Esa gata era extraordinaria: daría para días y días de eso. Pero Rufo no. A los dos sabía que no estaba para más, pero que ella seguiría urgiéndolo, y se perdía como cualquier marido ahíto de su esposa. Al monte se iba, creo, porque los pastizales son siempre demasiado calientes, y no volvía sino hasta cuatro o cinco días después, cuando la entraña de la gata se había des-ardido. Había en ello una muestra de razonamientos claros, que a mí me maravillaban.
Cuando Rufo desaparecía la gata lo buscaba, furiosa, con un aire de contarle a las cosas todas “déjenme que encuentre a ese bodoque, para que sepa”.

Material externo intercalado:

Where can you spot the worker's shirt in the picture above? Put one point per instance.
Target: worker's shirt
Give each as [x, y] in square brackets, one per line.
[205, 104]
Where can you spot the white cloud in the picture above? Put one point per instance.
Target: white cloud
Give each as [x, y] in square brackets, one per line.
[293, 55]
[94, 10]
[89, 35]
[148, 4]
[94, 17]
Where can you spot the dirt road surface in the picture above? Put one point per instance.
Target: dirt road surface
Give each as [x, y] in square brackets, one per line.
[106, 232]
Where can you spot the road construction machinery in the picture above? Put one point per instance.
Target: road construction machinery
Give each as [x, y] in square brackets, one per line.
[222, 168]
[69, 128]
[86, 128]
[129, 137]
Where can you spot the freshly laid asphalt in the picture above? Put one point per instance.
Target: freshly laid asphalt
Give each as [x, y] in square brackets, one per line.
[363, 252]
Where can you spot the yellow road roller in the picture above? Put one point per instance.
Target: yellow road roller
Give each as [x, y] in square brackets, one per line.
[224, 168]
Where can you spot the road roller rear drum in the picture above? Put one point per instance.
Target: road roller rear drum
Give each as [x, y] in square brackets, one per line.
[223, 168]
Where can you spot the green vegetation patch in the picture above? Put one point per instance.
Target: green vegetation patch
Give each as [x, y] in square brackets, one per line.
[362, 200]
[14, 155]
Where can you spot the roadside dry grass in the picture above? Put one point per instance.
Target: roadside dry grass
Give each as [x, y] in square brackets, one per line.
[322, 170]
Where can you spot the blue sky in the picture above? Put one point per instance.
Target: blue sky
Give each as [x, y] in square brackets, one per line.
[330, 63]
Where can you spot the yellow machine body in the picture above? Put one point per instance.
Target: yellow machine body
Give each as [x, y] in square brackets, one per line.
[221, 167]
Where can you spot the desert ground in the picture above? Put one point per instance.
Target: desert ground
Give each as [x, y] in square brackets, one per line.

Rufo volvía, socarrón, como un marido tarambana. Como uno de esos mariditos mansos cuya picardía toda consiste en meterse solos al cine, y se iba derecho al tazón de leche o de suero, que les mantenía lleno. Bebía mucho, él regodeándose en el gusto de volver a tener, y se tendía a dormir, espernancado, ahora sí en paz. Su vuelta me alegraba siempre: él trayéndose a sí mismo de la ausencia, y con él la flema, el cariño sincero, su porte que yo amaba.
Fue al tiempo que le supe las habilidosas maneras al gato, por los días tediosos de la lluvia. En ese una garúa empecinada había tenido en grises al aire, y casi frío el ámbito, y cuando escampó, ya casi occidentándose el sol, unos haces de luz enclenques dieron en el pastizal, y Rufo se fue a aprovecharlos.
No había acabado de tenderse cuando lo vi saltando en el aire, a una altura a la cual no lo hubiera creído capaz a partir de la inmovilidad, y caer a cosa de un metro más allá, todo erizado el pelo en los desbarajustes que lo hacían ver casi del tamaño doble.